Church and pews GETTY

The church contemplates that the removal of pews will allow it to cater for non-Christians

St Thomas Werneth in Oldham has been postulated the green light to remove the pews so it is able to hold more events within the wider community.

In a ruling rearmost month, Geoffrey Tattersall QC said the church would be allowed to expunge the pews as the proposals would have “major public benefit prevail overing any harm resulting from the loss of the pews”. 

The area, which is adjacent to Manchester, has an 88 per cent non White-British population. 

Pews of church GETTY

It is hoped that the wider community can know welcomed into the church

Its website encouraged people of all nationalities to be present at the services.

They said: “We usually have at least six nationalities epitomized in the congregation on a given Sunday.

“Whatever your background you can be assured of a zealous welcome to our services and our Parish life.”

The Chancellor of the Diocese of Manchester said: “Its continuing air is important in enabling social cohesion and contact between local Muslims and Christians.

“The persistence of the re-ordering of the Church is to open up the Church for community use, as part of its service and trade to the mainly Muslim community in the parish and to enable the wider community to part its heritage.

“The Church wishes to be a place of welcome, growth and engagement for the townsperson communities.”

Muslim dress GETTY

The majority of people in the area of the church are non White British

The Respectable Cherry Vann, the Archdeacon of Rochdale said there was significant interfaith operate going on in the area and there was a “genuine desire among some of the Muslim rulers to build bridges and work in partnership with the Church.

“Moreover there is apparently some goodwill towards the church in the (at present) largely Muslim community in Werneth and it is critical that the church has the flexibility and capacity to exercise a ministry of hospitality to those animate in the parish through a variety of community-based activities.”

The Victorian Society sought the removal of the pews could damage the church.

They said: “Severally the pews are not of major importance as objects in their own right.
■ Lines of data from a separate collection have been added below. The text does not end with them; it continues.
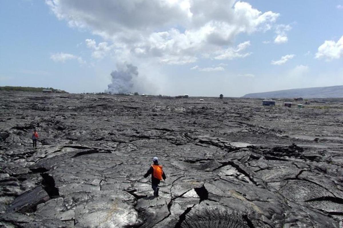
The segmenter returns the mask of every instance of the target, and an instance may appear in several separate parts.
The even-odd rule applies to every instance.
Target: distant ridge
[[[245,98],[329,98],[343,97],[343,85],[312,87],[277,90],[270,92],[248,93]]]
[[[0,91],[23,91],[28,92],[41,92],[43,90],[51,90],[52,92],[59,91],[61,92],[68,93],[64,90],[61,90],[53,88],[44,88],[43,87],[28,87],[21,86],[1,86]]]

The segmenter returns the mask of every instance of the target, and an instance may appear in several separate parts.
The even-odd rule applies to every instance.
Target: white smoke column
[[[112,83],[108,84],[107,92],[112,94],[122,93],[133,92],[134,80],[138,76],[138,68],[132,64],[118,66],[118,70],[111,73]]]

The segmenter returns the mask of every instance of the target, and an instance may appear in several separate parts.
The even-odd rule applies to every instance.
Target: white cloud
[[[246,77],[247,78],[254,78],[255,75],[252,73],[245,73],[243,75],[237,75],[239,77]]]
[[[241,53],[241,52],[250,45],[250,41],[247,41],[240,43],[237,45],[236,49],[228,48],[225,50],[220,50],[215,53],[216,56],[214,59],[231,60],[234,58],[244,58],[250,55],[251,53]]]
[[[114,53],[121,59],[150,58],[166,64],[193,63],[215,54],[216,59],[248,55],[232,48],[235,38],[270,29],[279,16],[236,0],[45,1],[59,19],[106,41],[97,45],[87,39],[93,57]],[[246,48],[241,44],[238,49]]]
[[[87,47],[93,50],[92,56],[94,58],[103,58],[110,51],[114,48],[114,44],[109,46],[107,42],[99,43],[97,45],[96,42],[94,40],[87,39],[85,42]]]
[[[288,38],[285,36],[278,35],[274,40],[274,43],[277,44],[287,43],[288,41]]]
[[[45,70],[32,70],[23,69],[18,70],[17,72],[21,73],[32,75],[42,75],[47,76],[48,75],[50,75],[51,74],[50,72],[45,71]]]
[[[225,70],[225,69],[222,66],[222,65],[220,64],[218,65],[217,66],[213,66],[211,67],[204,67],[204,68],[202,68],[199,67],[199,66],[197,65],[191,68],[190,68],[191,70],[198,70],[199,71],[203,71],[205,72],[210,72],[213,71],[223,71]]]
[[[223,71],[224,69],[223,67],[205,67],[199,70],[199,71],[210,72],[211,71]]]
[[[316,58],[325,58],[327,61],[339,59],[343,56],[343,36],[337,42],[333,40],[326,40],[318,48]]]
[[[293,58],[295,55],[286,55],[281,57],[279,60],[272,60],[271,64],[273,65],[281,65],[286,63],[286,62],[289,59]]]
[[[82,58],[80,56],[63,52],[52,54],[50,56],[50,58],[55,62],[64,63],[66,60],[76,59],[78,60],[80,64],[83,64],[86,63],[86,61],[82,59]]]
[[[279,44],[287,43],[288,41],[286,32],[292,29],[289,25],[279,25],[276,26],[275,29],[275,33],[276,33],[276,37],[274,39],[274,43]]]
However, en masse, they cope an important contribution to the character of the interior of the church. 

“The rhythm of repeating pews, the sinister wood and the shape of the aisle drawing the eye to the east is an important element of what generates this a Victorian church interior”.

In March, a Church of England court directed that plans to replace the pews with comfortable seating pleasure encourage more people to attend.